Monday, March 16, 2015

A taxonomy of critical success factors for Open Data

This is a simple two-tier taxonomy of factors that are critical for the success of open data initiatives at local, national and international level.  It has been developed through a series  of workshops analysing and classifying international open data best practices and initiatives. It can be used as a guidance support for public servants, the overall planning of open data initiatives or classification of best practice scenarios or examples.

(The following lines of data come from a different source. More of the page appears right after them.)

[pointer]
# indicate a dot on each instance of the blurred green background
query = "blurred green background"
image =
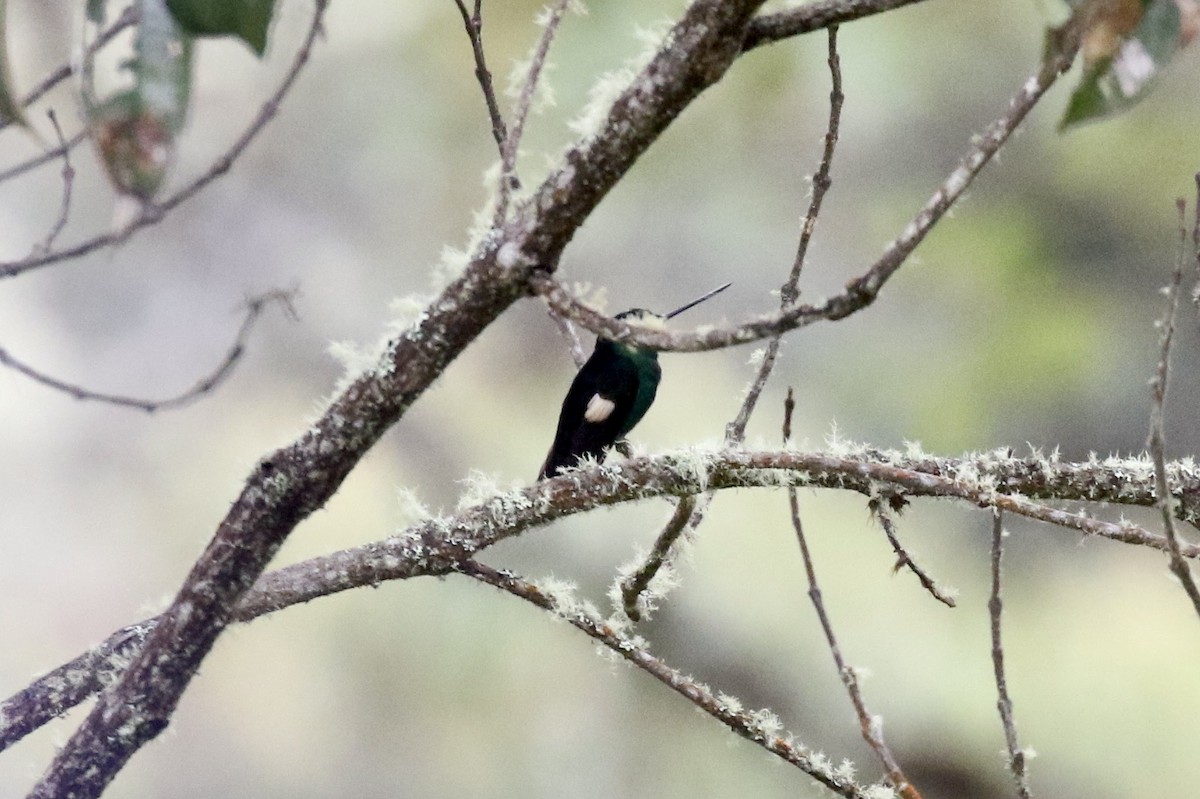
(1026, 319)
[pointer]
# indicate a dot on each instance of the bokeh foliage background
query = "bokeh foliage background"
(1025, 320)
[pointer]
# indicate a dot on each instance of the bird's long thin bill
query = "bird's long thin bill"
(695, 302)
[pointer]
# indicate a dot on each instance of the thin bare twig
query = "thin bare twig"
(67, 182)
(155, 211)
(871, 726)
(633, 587)
(255, 307)
(760, 727)
(735, 433)
(862, 290)
(881, 511)
(1017, 756)
(767, 29)
(509, 180)
(474, 24)
(1157, 439)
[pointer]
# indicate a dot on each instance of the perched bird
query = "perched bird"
(610, 395)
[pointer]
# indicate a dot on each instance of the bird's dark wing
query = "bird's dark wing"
(604, 379)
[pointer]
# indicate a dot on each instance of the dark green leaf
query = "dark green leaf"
(246, 19)
(1115, 83)
(135, 130)
(96, 12)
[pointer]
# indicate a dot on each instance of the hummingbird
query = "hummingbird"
(611, 392)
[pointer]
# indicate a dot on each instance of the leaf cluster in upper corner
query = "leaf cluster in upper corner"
(246, 19)
(135, 130)
(1125, 44)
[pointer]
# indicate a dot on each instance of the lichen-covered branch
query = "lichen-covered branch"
(862, 290)
(761, 727)
(292, 482)
(435, 546)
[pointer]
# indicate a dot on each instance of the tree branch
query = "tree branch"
(760, 727)
(862, 290)
(435, 546)
(871, 726)
(1157, 440)
(767, 29)
(294, 481)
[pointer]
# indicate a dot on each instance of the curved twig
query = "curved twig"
(862, 290)
(255, 307)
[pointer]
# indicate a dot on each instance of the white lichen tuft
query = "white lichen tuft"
(562, 595)
(589, 121)
(730, 702)
(411, 508)
(478, 487)
(765, 724)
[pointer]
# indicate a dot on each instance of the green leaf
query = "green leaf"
(246, 19)
(1117, 82)
(96, 12)
(135, 130)
(10, 104)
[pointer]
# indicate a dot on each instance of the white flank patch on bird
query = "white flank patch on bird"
(599, 408)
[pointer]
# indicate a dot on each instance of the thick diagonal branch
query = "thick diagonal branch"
(292, 482)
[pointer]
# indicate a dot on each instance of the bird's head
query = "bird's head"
(659, 320)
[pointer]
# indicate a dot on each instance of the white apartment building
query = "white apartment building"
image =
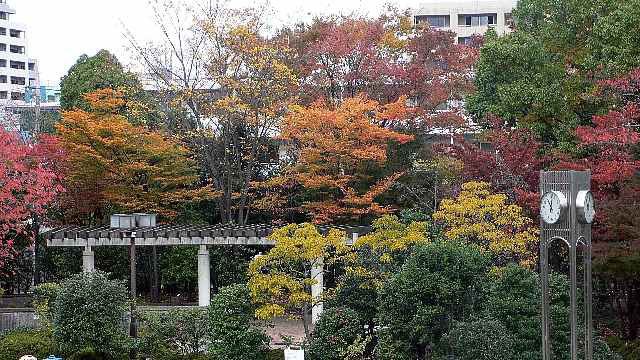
(467, 18)
(17, 70)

This is based on work done by:

A. Factors critical for open data publication by administrations

1 Legislation, regulation and licenses
Having in place a (national) legal framework for open data publication
Enforce publishing and curating of data on administrations (maybe even through penalties)
Provide information about data protection and privacy legislation and how open data can be published in compliance with this legislation
Develop a (national) guide on legal Intellectual Property Right (IPR) issues allowing organizations to pick the correct licensing form
2 Strategy and political support
Develop a strategy for open data publication at an (inter)national level
Ensure that (top) management within governmental agencies supports publishing data
Generate support of policy-makers for data publication
Organize focus groups with heads of departments and open data policy implementers to give both proponents and opponents of open data an auditorium
Introduce incentives schemes for public servants (e.g. explain why a data provider would release data, explain what kind of value is created for the data provider)
Create consensus between open data publication and the organizational framework for publishing data
3 Management support and publication processes within governmental agencies
Define clear process steps for publishing data
Determine which type of data is important to address societal issues and focus on the publication of these data
Start with the publication of data which is interesting for users so that the users see the benefit of open data
Determine which data and metadata will and will not be published
Determine which standards and vocabularies will be used for data publication
Determine which personnel has the key responsibilities for publishing open data
Determine where datasets will be published
Release only data which is of high quality
4 Training of and support for civil servants
Create a virtual competence center which assists in answering questions and helping out with administrative data publication processes
Provide training on open data publication within governmental agencies (e.g. training on how datasets can be anonymized)
Develop information campaigns in which questions about open data publication are discussed
Develop information campaigns in which success stories of internal and external open data use are discussed
5 Evaluation of the open data initiative
Develop metrics and success indicators for data publication by government departments
Evaluate the realization of metrics and success indicators as an integral part of the open data initiative
6 Sustainability of the open data initiative
Identify the need for data
Create a strategy for maintaining published datasets
Ensure data provision continuity, including timely and automatic updates of data
Be transparent towards open data users about the conditions under which data publication takes place
7 Collaboration
Arrange meetings with open data users to find out what their needs are and how the data from the governmental agency are used
Organize internal meetings to discuss the data publication processes and to evaluate them
Organize inter-organizational collaboration about and management of open data initiatives
Ensure agile and  open cooperation with various other organizations (administration, universities, CSO, Open Knowledge Foundation)
Organize inter-organizational collaboration (e.g. network meetings) to learn from the open data initiatives of other governmental agencies
8 Open data platforms, tools and services
Integrate the open data platform into existing Content Management Systems (CMS) to kick-start the progress
Have one central portal which combines data from many different governmental organizations (federal level)
Implement advanced data search functionalities
Use complementary toolsets for performing additional curation tasks (cleaning, linking, visualizing, analyzing)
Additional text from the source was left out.